However, there might be better options for children, especially if you would like to teach them the value of saving – rather than hoping to ‘get rich quick’ with a big win on the Premium Bonds, which is highly unlikely.
Like adult accounts, there is a variety of savings accounts available for children, from easy access accounts to tax free Junior ISAs which cannot be accessed until age 18. So, it’s important to pick the right account to meet your children’s needs.
A junior ISA (JISA) can provide either a variable cash savings interest rate return, or stock market investment return and importantly any return is tax free to both child and parent (if the gift has come from them).
Parents should be aware that once the amount they have gifted to their children starts to grow, there could be a tax liability to watch out for, if the funds are outside a JISA. Children have their own personal allowance, so for the majority there will be no tax to pay on their savings interest. However, parents should be aware that there may be a tax liability to themselves on the interest earned on any money they gift to their children, until they reach the age of 18.
If the total gross interest earned on all cash gifted by each parent is more than £100 per year, then all of it (not just the excess) will be treated as that parent’s interest for tax purposes and therefore they may need to pay tax at their marginal rate - if it takes them above their Personal Allowance and/or Personal Savings Allowance.
If the gross interest earned is less than £100 for each parent’s gift, it is considered so minimal that parents do not need to declare it.
Gifts from any other family members or friends will not be viewed in the same way. Instead, any interest earned will be treated as belonging to the child themselves and therefore can be earned tax free if they are non-taxpayers.
The exception to this rule is on funds deposited into a Junior ISA, Child Trust Fund or NS&I Premium Bonds. Any interest earned on the former two products have a specific exemption and so are simply tax free regardless of where the funds came from.
And prizes from Premium Bonds are not classed as interest, so are also exempt.

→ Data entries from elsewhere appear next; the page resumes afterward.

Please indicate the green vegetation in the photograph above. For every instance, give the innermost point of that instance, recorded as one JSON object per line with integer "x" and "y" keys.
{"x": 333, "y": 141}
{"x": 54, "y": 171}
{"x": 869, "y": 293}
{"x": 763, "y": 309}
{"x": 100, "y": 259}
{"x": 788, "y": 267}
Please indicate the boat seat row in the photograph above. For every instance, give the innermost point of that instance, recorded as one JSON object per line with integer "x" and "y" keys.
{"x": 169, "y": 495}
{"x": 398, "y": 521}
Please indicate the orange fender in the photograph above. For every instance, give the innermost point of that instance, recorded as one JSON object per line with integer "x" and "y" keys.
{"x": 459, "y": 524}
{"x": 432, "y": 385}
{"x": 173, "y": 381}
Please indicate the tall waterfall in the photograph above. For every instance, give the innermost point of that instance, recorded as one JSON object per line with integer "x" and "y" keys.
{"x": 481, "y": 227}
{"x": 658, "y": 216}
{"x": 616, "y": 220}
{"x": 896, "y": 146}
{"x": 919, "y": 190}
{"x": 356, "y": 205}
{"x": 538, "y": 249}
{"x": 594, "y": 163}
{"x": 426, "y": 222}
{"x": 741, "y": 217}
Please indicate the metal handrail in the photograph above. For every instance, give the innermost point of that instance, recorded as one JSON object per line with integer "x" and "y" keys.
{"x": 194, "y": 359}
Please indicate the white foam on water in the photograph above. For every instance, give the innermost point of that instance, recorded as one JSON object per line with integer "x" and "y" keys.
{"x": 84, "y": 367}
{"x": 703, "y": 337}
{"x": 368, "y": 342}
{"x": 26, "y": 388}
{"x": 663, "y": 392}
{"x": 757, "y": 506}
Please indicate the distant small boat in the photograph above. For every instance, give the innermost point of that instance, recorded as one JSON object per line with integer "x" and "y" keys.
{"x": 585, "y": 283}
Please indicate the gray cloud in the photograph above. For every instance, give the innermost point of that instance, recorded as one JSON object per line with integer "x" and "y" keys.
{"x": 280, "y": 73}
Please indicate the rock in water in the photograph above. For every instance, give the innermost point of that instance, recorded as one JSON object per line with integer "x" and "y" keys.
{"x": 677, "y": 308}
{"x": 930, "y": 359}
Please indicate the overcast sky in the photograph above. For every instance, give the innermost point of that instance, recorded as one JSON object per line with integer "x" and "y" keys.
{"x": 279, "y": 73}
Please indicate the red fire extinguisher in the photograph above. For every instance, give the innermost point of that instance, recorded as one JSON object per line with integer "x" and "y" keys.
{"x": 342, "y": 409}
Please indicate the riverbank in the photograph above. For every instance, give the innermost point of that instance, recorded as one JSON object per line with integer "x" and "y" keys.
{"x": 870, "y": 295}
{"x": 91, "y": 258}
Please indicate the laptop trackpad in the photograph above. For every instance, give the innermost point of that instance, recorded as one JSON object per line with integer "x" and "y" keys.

It’s just as well, as it would be pretty shocking for a parent to have to pay income tax on a £1m prize!
Of course it should be remembered that money in a JISA cannot be accessed until the age of 18, although at this point it could be moved into an adult ISA, including a Lifetime ISA (LISA) if they are still available, which could see those savings earning a 25% bonus!
At the time of writing, the best kids’ easy access account is paying up to 5% AER - the HSBC MySavings Account. This rate is paid on up to £3,000 only – no interest is paid on anything over that.
There are also quite a few regular savings accounts which can be a good place to put money away every month – but these generally shouldn’t be considered for cash that might be needed on a day to day basis, as there will usually be a penalty for early access, or there might be no access allowed at all until maturity.
The best regular savings account is with the Halifax. The Kid’s Monthly Saver Account is currently paying 5.50% AER for 12 months and no withdrawals are allowed within the term. You can save between £10 and £100 per month by standing order. This amount can be changed, but you can’t put more than £100 in each month, even if you have paid less in a previous month.
Finally, the top JISA is currently offering 4.75% with the Nottingham Building Society, however you’d need to open this in a branch!! For those who are not close to a branch, the nest best is with The Family Building Society. This Cash Junior ISA (2) is paying 4.60% and can be opened via branch but also by post.
But just as with adult savings accounts, keep an eye on the rates and switch to make the money you save for them, work as hard as possible.